Job process dies at around 1GB RAM usage

ian_bennett · Post by **ian_bennett** » Tue Oct 25, 2005 6:25 pm

When the job process hit around the 1GB of RAM mark it soon aborts - no error message given.

This is occuring when using the XML reader to parse large files and we have noticed it with a few jobs.

Anyone else experienced this behaviour?

vmcburney · Post by **vmcburney** » Tue Oct 25, 2005 6:51 pm

Yep, the XML reader is a dog. It tries to read the entire XML file as a single document in one very big text field. Very large XML files cannot be handled by the XML input stage as they run out of memory. You are better off processing it via a sequential file stage and parsing it in a transformer. You will find it wont hit a memory limit and it will run at least 100 times faster. BASIC routines can help you handle tags, stage variables can handle complex transactions by saving values between rows and building up a flat record from an XML structure.

Spent a few days doing this for some 8G plus XML files and it was worth the effort.

DataStage TX is better at XML processing then DataStage Server or Enterprise.

aartlett · Post by **aartlett** » Tue Oct 25, 2005 11:28 pm

I would have to agree about the XML reader in DS Server. Haven't trird TX.

When I last had to play with XML files, especially when I had to extract multiple files (record types) out of theone XML file we generated it externally using a script and I think it was the SAXXON XSLT. This was a Java system so we took a hit because it was Java. We tried the C++ version but the sysadmins where I was were very draconian and would allow an upgrade to some libraries, I could easily get around thos eproblems in the Java version.

I've had to support XML that is sequential files and transform processed. It is very quick but a bugger to handle changes (I think it is yours I'm supporting Vince).

I hold to the maxims: Data Stage is not ETL, PX is not Data Stage. Use the best tool for the job. I get in a bit of trouble sometimes, but generally I get the support for this.

vmcburney · Post by **vmcburney** » Tue Oct 25, 2005 11:35 pm

That's the drawback, sequential file processing is fast but it can be hard to support, especially if you need to change or add XML elements.

vmcburney · Post by **vmcburney** » Wed Oct 26, 2005 3:10 am

So how do people feel about large repeating XML files? Seems to me a misuse of the format. An XML file with one million repeating records also holds one million duplicate definitions of those records which take up as much if not more space then the data itself. Is this incorrect use of XML? Should the data source be producing these volumes in a delimited of complex flat file format? XML seems ideal for small complex real time transactions but a big pain for large batch processing.

I know at the project Andrew and I worked on they probably would have saved a lot more time and money rewriting the code that produced the XML to produce delimited files, saved a heap of disk space, built all the jobs in a fraction of the time and saved a heap of money.

chulett · Post by **chulett** » Wed Oct 26, 2005 7:00 am

If there is a choice in the matter, then I whole-heartedly agree with you Vince.
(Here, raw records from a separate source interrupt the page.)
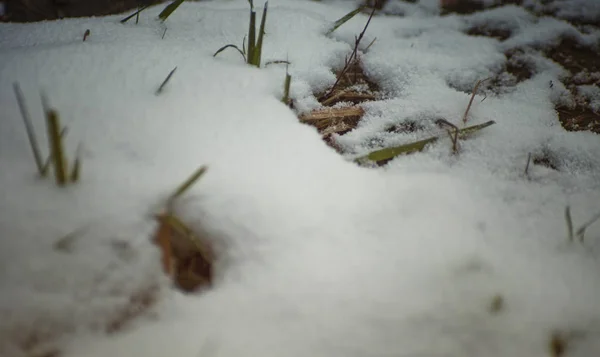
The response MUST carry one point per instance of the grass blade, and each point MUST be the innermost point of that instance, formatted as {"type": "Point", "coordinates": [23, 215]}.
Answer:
{"type": "Point", "coordinates": [56, 147]}
{"type": "Point", "coordinates": [344, 19]}
{"type": "Point", "coordinates": [169, 10]}
{"type": "Point", "coordinates": [251, 33]}
{"type": "Point", "coordinates": [581, 231]}
{"type": "Point", "coordinates": [569, 223]}
{"type": "Point", "coordinates": [76, 165]}
{"type": "Point", "coordinates": [37, 156]}
{"type": "Point", "coordinates": [383, 155]}
{"type": "Point", "coordinates": [164, 83]}
{"type": "Point", "coordinates": [261, 32]}
{"type": "Point", "coordinates": [188, 183]}
{"type": "Point", "coordinates": [135, 14]}
{"type": "Point", "coordinates": [286, 88]}
{"type": "Point", "coordinates": [230, 46]}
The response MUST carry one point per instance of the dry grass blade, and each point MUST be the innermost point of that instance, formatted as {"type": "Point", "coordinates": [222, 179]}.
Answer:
{"type": "Point", "coordinates": [164, 83]}
{"type": "Point", "coordinates": [278, 62]}
{"type": "Point", "coordinates": [569, 221]}
{"type": "Point", "coordinates": [169, 10]}
{"type": "Point", "coordinates": [325, 117]}
{"type": "Point", "coordinates": [286, 88]}
{"type": "Point", "coordinates": [350, 60]}
{"type": "Point", "coordinates": [75, 173]}
{"type": "Point", "coordinates": [453, 134]}
{"type": "Point", "coordinates": [135, 14]}
{"type": "Point", "coordinates": [261, 32]}
{"type": "Point", "coordinates": [188, 183]}
{"type": "Point", "coordinates": [187, 258]}
{"type": "Point", "coordinates": [230, 46]}
{"type": "Point", "coordinates": [344, 19]}
{"type": "Point", "coordinates": [472, 97]}
{"type": "Point", "coordinates": [33, 143]}
{"type": "Point", "coordinates": [581, 231]}
{"type": "Point", "coordinates": [56, 147]}
{"type": "Point", "coordinates": [384, 155]}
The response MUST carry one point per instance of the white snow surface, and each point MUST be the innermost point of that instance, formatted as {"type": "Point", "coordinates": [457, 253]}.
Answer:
{"type": "Point", "coordinates": [317, 256]}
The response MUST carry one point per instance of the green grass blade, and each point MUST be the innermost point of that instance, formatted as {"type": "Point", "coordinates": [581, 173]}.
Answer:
{"type": "Point", "coordinates": [261, 33]}
{"type": "Point", "coordinates": [35, 148]}
{"type": "Point", "coordinates": [169, 10]}
{"type": "Point", "coordinates": [188, 183]}
{"type": "Point", "coordinates": [389, 153]}
{"type": "Point", "coordinates": [76, 165]}
{"type": "Point", "coordinates": [164, 83]}
{"type": "Point", "coordinates": [344, 19]}
{"type": "Point", "coordinates": [135, 14]}
{"type": "Point", "coordinates": [251, 34]}
{"type": "Point", "coordinates": [230, 46]}
{"type": "Point", "coordinates": [56, 147]}
{"type": "Point", "coordinates": [286, 88]}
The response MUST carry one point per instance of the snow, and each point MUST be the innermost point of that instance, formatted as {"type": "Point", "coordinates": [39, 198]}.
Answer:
{"type": "Point", "coordinates": [317, 256]}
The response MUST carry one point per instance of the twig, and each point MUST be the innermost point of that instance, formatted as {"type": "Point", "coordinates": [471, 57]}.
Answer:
{"type": "Point", "coordinates": [370, 44]}
{"type": "Point", "coordinates": [527, 166]}
{"type": "Point", "coordinates": [352, 56]}
{"type": "Point", "coordinates": [164, 83]}
{"type": "Point", "coordinates": [473, 97]}
{"type": "Point", "coordinates": [454, 137]}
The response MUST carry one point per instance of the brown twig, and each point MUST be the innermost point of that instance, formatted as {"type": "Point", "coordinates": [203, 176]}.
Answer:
{"type": "Point", "coordinates": [472, 97]}
{"type": "Point", "coordinates": [353, 56]}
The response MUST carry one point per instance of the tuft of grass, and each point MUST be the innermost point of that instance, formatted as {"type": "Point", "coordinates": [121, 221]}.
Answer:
{"type": "Point", "coordinates": [344, 19]}
{"type": "Point", "coordinates": [383, 155]}
{"type": "Point", "coordinates": [33, 143]}
{"type": "Point", "coordinates": [350, 60]}
{"type": "Point", "coordinates": [168, 10]}
{"type": "Point", "coordinates": [56, 133]}
{"type": "Point", "coordinates": [164, 83]}
{"type": "Point", "coordinates": [253, 53]}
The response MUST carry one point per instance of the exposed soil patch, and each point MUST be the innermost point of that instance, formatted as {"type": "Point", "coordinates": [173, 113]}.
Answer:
{"type": "Point", "coordinates": [584, 65]}
{"type": "Point", "coordinates": [575, 57]}
{"type": "Point", "coordinates": [409, 126]}
{"type": "Point", "coordinates": [579, 119]}
{"type": "Point", "coordinates": [489, 31]}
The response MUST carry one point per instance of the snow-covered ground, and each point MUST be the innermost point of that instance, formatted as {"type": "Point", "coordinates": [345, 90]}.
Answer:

However, in my recent introduction to the Wonderful World of XML there was no choice given - feeds in and out to business partners like Yahoo and other search engines, build this huge zillion row XML file, read this huge zillion row XML file. Yark.

Starting to do smaller 'payloads' of XML for RTI/SOA jobs as well, but right now we've been having fun dealing with something that would have worked more better as a flat file IMHO, but since XML is The Way Things Should Be Done nowadays...

aartlett · Post by **aartlett** » Wed Oct 26, 2005 6:57 pm

One of the problems with the XML we are getting, and anyone who has processed weblog data will know, is the amount of redundant and non-required information. We are trying to get the source system to provide us with the data in a simple flat file.

One problem we had was that the originating source changed the tag for email links. They neglected to pass this down the line, who needed to know anyway

and we stopped getting the data we needed. If they had provided flat files, a change to their xml wouldn't have effected us and all would be happy and I wouldn't be trying to modify Vince's code

.

One advantage of XML is that if the file format changes (new fields are added) the XSLT will ignore them as they haven't been asked to be extracted. This is what happened at my last gig. The source changed the feed and we had zero impact until we decided we wanted to use the fields

vmcburney · Post by **vmcburney** » Wed Oct 26, 2005 7:18 pm

The standard web log reader rocks, you could churn through a big web log in no time with all the handy routines that come with the web log import such as URL parsers. It's when you need non-standard browse and click event event information from your web site that you get into trouble.